I'm healing, slowly but surely
I don't know, but somehow things are different this time. I think I may have actually learned some lessons from the past. It was very healing to go home to Ks even if only for the weekend. I could totally relax and be me and not have him or the drama or the confusion or the pain to contend with. It was like when I left Jeff city, I left him and all the residue of him behind. I somehow got a chance to heal. Not just me, but I worked hard on healing some old wounds and broken bridges with family.
When I shut Dad out for so long, I shut out his family too, not because I was mad at them, I just didn't want to drag them into the middle of our drama and didn't want them to feel as if they had to chose sides, so I just stayed away, and kept them out of things. I had to go make things right with them again, whether they realized it or not, I needed to reconnect with them and heal that emptiness in me.

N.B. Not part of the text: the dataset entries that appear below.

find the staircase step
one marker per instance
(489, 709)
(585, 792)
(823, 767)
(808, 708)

It was hard to walk away from him last night. Especially when he held me in his arms, kissed me and whispered "Babe, please stay. I want you too." I had wanted to hear those words for so long now, and there they were. But I knew staying would be a lie. I would feel loved without being loved.

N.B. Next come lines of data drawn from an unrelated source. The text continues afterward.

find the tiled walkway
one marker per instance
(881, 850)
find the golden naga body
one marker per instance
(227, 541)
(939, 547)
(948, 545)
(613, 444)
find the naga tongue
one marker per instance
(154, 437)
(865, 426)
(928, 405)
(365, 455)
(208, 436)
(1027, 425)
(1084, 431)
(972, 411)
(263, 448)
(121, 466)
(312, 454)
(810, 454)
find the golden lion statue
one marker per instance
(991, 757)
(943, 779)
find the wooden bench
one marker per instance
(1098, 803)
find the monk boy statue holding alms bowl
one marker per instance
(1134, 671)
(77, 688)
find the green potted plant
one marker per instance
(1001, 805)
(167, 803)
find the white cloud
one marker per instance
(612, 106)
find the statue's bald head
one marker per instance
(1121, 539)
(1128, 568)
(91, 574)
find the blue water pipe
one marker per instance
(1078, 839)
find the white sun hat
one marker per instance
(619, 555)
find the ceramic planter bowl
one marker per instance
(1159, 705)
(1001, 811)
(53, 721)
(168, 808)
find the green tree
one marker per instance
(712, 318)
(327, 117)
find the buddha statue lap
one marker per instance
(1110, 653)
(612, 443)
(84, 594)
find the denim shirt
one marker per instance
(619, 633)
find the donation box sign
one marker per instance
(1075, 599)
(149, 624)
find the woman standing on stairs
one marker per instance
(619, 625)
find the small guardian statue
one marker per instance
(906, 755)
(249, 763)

The only reason I went to his house at all, was because I was hoping against all odds that he thought things through and he wanted to try a real relationship. I was hoping he would tell me he missed me and wanted to try dating, really dating. I know, stupid foolish hope, but what can I say? I knew he wouldn't, but I hoped anyway.
And when it wasn't there, when he didn't come through for me, I couldn't stay. It would only drag me back down and under again, after I had fought so hard to get out from there. I was proud and I was shattered all at the same time.
It was what it was, and it was never enough. It still isn't, and probably never will be. I just have to accept that and move on. No matter how hard it is to do.